Garry Marshall: The first thing I ever directed was called Hey, Landlord. It was a TV series that was 99th in the ratings, so no one really cared about it. John Rich had directed the pilot... It was three cameras all shooting at the same time. Desi Arnaz and Lucy had kind of developed that, and I wrote for Lucy for three years, and saw how you did physical comedy, which I loved... It was hard to capture with just one take, so with three cameras you could capture the comedy. I realized that's what I had to do when I directed, and I didn't do it very well, because I didn't get clean shots, but slowly and surely I got the hang of it. I saw that all my great shots [didn't matter] if the actor didn't want to do it or was falling asleep or was over acting. Then I realized, you had to go and talk to the actors.

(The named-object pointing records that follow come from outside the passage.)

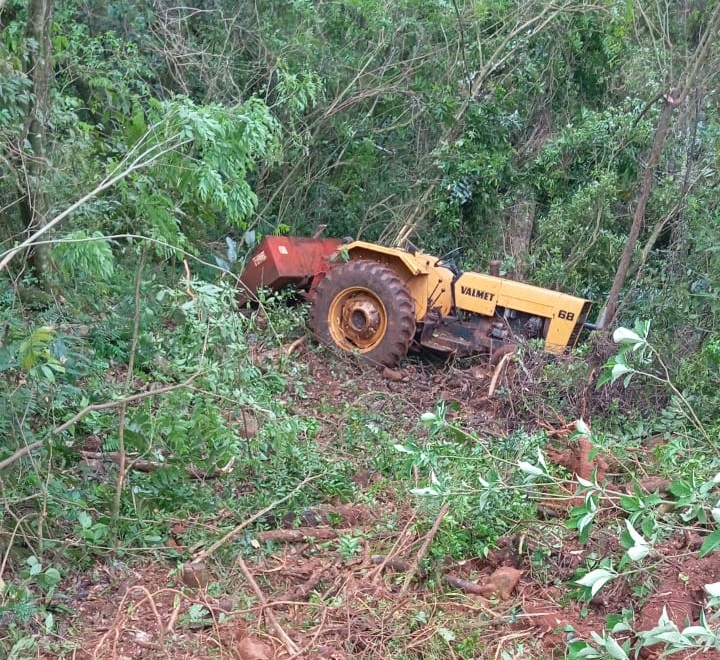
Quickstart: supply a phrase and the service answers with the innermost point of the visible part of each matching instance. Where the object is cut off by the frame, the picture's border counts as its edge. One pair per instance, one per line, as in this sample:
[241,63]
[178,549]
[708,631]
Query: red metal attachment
[282,260]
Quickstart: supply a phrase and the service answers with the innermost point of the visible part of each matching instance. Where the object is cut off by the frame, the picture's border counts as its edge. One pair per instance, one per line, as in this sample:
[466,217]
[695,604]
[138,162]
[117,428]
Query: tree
[38,68]
[671,99]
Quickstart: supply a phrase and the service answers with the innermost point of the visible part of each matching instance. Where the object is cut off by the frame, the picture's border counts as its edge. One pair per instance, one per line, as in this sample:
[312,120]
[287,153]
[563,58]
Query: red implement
[283,260]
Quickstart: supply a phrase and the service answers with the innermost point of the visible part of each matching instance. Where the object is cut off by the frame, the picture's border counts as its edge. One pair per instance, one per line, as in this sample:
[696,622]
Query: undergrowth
[210,411]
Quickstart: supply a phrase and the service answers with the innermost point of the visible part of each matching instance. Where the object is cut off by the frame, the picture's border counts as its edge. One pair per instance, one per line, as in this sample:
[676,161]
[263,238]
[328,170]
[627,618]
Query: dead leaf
[251,648]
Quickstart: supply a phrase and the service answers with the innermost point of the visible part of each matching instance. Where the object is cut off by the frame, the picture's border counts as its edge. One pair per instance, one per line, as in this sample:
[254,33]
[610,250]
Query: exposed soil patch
[376,594]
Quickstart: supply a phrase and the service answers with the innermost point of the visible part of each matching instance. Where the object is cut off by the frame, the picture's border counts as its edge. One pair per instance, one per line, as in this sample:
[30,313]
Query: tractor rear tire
[364,307]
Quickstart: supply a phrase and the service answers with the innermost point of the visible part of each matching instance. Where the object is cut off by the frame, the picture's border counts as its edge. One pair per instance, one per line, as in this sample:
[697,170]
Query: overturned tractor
[376,301]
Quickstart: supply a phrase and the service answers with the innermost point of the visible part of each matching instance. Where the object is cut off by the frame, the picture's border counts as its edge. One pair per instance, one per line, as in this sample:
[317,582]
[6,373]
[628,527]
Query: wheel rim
[357,319]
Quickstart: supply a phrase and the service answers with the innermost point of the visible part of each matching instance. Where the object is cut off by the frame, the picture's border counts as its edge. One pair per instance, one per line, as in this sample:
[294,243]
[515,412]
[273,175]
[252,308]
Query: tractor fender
[429,284]
[397,259]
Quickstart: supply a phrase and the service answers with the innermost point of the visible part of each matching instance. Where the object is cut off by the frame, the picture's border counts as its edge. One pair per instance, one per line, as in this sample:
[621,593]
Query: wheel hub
[359,319]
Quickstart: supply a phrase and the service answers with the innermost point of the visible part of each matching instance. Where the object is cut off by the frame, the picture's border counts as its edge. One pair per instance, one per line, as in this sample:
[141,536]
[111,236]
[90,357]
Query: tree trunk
[608,314]
[521,221]
[34,205]
[670,101]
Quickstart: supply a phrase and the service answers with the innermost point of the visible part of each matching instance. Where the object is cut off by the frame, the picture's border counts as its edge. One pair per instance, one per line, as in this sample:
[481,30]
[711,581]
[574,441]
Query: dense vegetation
[146,146]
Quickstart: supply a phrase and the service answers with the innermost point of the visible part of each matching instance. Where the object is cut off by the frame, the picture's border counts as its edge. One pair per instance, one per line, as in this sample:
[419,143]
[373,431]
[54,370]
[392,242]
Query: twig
[294,346]
[426,544]
[375,573]
[93,408]
[201,556]
[114,404]
[122,465]
[289,644]
[20,453]
[496,374]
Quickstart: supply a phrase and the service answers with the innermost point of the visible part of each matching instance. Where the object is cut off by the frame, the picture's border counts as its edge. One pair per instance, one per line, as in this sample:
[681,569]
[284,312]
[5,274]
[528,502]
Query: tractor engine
[466,334]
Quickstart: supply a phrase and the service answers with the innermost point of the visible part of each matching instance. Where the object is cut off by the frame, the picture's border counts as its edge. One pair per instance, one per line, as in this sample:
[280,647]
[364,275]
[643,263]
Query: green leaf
[596,579]
[529,468]
[626,336]
[710,543]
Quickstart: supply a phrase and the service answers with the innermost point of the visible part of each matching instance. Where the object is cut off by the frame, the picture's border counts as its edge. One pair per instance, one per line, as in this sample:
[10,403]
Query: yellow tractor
[376,301]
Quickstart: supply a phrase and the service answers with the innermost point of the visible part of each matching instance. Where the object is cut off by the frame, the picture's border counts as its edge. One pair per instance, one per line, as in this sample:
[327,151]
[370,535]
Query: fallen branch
[424,548]
[294,346]
[466,585]
[496,374]
[301,534]
[200,556]
[278,629]
[140,465]
[94,407]
[20,453]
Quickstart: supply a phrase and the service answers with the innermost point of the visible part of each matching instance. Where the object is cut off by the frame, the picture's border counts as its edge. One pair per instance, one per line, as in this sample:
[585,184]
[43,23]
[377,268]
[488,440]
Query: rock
[501,583]
[195,575]
[251,648]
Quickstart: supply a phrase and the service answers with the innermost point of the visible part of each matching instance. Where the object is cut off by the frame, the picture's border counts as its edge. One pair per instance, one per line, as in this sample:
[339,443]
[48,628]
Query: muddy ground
[305,600]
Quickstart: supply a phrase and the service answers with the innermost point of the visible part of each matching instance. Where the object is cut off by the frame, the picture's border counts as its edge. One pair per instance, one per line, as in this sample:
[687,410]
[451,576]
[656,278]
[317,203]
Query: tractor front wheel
[364,307]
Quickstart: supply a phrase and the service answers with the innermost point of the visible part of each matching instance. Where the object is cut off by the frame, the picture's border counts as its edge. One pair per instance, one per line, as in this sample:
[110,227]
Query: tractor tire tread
[388,287]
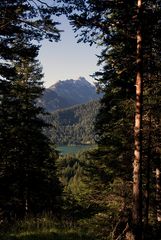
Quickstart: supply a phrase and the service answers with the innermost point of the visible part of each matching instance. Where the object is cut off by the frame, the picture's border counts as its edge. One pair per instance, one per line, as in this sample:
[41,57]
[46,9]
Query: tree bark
[158,194]
[137,179]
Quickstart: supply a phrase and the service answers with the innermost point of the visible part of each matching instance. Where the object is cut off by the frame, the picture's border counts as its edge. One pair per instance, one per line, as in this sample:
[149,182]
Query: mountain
[74,125]
[68,93]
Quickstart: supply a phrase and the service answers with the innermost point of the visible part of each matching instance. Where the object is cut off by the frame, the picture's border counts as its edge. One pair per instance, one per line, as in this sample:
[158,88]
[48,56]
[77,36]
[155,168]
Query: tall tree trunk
[158,195]
[147,186]
[137,179]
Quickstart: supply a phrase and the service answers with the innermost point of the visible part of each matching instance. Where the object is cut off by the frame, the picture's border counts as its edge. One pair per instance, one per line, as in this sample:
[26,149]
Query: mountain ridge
[67,93]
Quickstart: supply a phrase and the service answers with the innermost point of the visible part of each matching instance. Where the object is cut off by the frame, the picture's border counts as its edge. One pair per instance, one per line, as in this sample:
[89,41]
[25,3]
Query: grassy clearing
[44,228]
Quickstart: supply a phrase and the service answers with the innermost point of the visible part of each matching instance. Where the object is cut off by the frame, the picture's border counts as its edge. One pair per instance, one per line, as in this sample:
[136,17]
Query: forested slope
[74,125]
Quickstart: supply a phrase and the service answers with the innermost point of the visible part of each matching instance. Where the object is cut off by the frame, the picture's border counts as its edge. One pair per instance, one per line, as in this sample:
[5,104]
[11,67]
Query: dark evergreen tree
[27,168]
[117,25]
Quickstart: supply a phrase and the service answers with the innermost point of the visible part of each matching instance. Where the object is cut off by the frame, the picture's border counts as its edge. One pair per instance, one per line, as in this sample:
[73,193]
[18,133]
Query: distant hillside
[68,93]
[75,125]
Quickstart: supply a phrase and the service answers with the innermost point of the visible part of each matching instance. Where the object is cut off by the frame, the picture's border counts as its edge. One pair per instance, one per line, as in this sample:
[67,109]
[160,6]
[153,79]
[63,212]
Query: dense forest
[74,125]
[110,192]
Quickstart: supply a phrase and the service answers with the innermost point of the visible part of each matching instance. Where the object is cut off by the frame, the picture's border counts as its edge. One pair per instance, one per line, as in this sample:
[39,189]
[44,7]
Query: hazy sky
[67,59]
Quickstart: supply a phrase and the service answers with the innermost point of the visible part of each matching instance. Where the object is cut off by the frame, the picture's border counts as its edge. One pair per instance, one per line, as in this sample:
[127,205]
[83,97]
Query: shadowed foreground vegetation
[43,228]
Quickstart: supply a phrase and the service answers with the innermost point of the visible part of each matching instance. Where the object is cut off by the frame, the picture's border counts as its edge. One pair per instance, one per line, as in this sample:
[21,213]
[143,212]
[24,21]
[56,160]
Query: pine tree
[117,24]
[27,169]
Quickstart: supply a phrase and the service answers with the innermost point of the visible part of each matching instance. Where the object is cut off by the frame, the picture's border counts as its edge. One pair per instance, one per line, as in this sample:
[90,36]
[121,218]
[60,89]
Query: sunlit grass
[44,228]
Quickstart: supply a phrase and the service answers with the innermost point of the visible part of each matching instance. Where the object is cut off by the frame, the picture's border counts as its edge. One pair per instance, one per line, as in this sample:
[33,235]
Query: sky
[67,59]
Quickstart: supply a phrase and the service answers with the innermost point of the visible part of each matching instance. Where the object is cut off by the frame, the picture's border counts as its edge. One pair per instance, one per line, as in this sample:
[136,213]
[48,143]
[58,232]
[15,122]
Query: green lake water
[65,149]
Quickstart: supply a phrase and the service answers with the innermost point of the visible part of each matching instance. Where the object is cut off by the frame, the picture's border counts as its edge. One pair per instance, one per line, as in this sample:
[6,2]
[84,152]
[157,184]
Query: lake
[65,149]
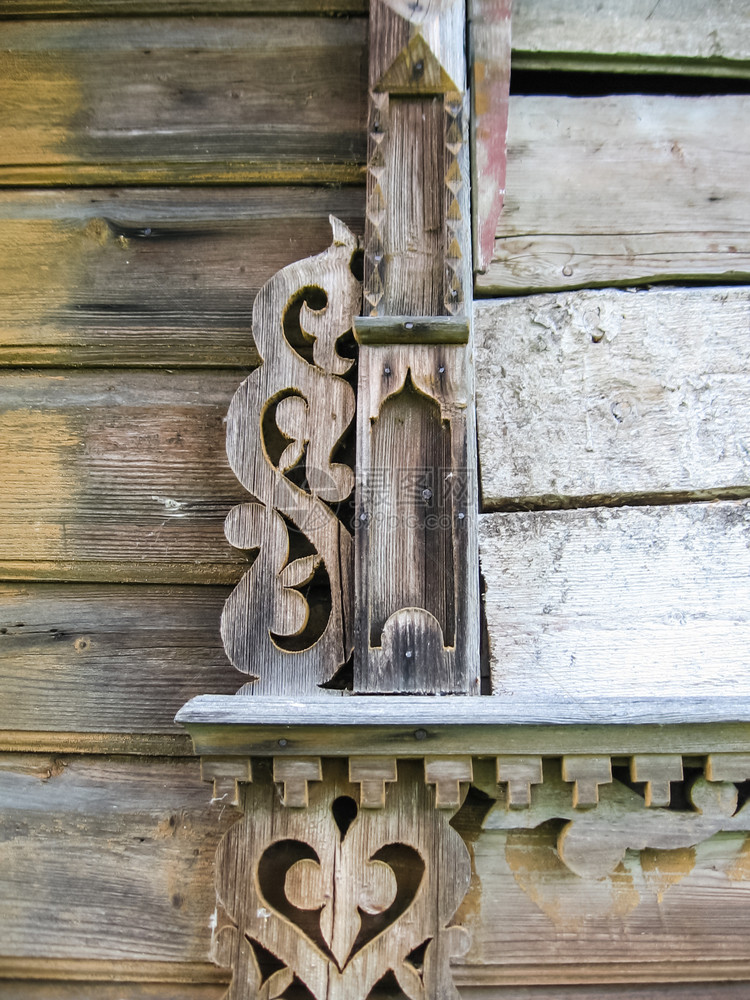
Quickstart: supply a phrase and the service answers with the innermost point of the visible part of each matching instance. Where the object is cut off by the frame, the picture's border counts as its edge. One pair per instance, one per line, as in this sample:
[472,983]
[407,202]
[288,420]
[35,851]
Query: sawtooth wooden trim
[152,744]
[601,397]
[586,601]
[183,100]
[137,823]
[393,726]
[58,644]
[622,191]
[150,278]
[170,8]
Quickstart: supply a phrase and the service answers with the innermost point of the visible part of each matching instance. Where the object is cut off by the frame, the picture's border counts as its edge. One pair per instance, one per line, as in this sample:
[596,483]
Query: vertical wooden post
[417,578]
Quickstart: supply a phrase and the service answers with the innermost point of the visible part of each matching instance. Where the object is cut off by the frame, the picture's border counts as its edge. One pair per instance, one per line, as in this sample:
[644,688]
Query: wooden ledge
[414,726]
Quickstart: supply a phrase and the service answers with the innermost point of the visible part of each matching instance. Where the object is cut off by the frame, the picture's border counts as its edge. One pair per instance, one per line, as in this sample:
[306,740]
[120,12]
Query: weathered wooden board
[623,190]
[150,277]
[108,659]
[639,602]
[109,860]
[182,100]
[635,36]
[135,8]
[119,467]
[602,396]
[106,858]
[60,990]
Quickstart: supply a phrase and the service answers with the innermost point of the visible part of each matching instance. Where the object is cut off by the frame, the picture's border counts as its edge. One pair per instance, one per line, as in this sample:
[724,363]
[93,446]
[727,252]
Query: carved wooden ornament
[337,898]
[285,424]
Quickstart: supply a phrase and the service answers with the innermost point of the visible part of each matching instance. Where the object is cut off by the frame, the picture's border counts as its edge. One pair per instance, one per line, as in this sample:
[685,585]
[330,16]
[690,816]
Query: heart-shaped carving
[342,904]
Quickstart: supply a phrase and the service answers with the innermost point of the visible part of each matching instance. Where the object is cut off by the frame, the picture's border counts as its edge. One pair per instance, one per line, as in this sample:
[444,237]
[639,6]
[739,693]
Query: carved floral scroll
[341,894]
[286,424]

And then I'd get all set and I'd realize the costume was no good, and then I was all set again and I realized the makeup looked a little cockeyed, and then everything was falling apart. So I realized the director has to be responsible for everything... and that was only a half-hour TV show. Imagine a movie with camels and extras.
Robert Altman: The DP is the last guard at the door, and you'll want to turn over as much to him as you can. But I work with all sizes and types and kinds of guys. Usually you get somebody, you have a little love affair, and it probably goes three pictures. And I don't think it's ever gone more than that... But I never talk to the cameramen very much. I won't give a setup the night before. If we're going to be shooting basically in the same space and the DP will come to me and say, 'Can I get a setup for tomorrow, so I can get a jump on you,' And I say, 'No, we'll do it in the morning when I get here.' Because I'm going to have a whole night of churning and I don't know, when I get there in the morning I might say, 'I want to do this differently,' or 'I don't think that's going to work.' So in most cases, I don't even pretend at it. Because many times I've gone and said, 'I want to shoot it here and here and here,' and I get there in the morning and I've had an idea or something's occurred to me, or the sun just comes up, and I say, 'No, I want to flip and shoot from this side.' I just don't do that. I just take each day - very little planning.
Joe Sargent: I began to impress people enough... to catch the eye of one very important man, and his name was Adrian Scott, who is a dear, warm human being. He knew I was looking for a break in film, that I loved the medium. He did a very marvelous thing: He generously put my name on one of his scripts [to direct]. Now, mind you, the things I was directing [for the stage] was everything from Ionesco to O'Casey to Shakespeare - some pretty profound stuff. So what was my first film? Lassie. A half-hour of black and white Lassie, which was way beneath my New York training. But hey, it was a break, and I was thrilled, but, at the same time, I didn't want anyone to know I was directing Lassie. But it was the best thing that could happen to any director because nobody in the industry watched a show in its seventh year that's primarily beamed to kids. So I got to do all my mistakes, all my learning process, in the right place.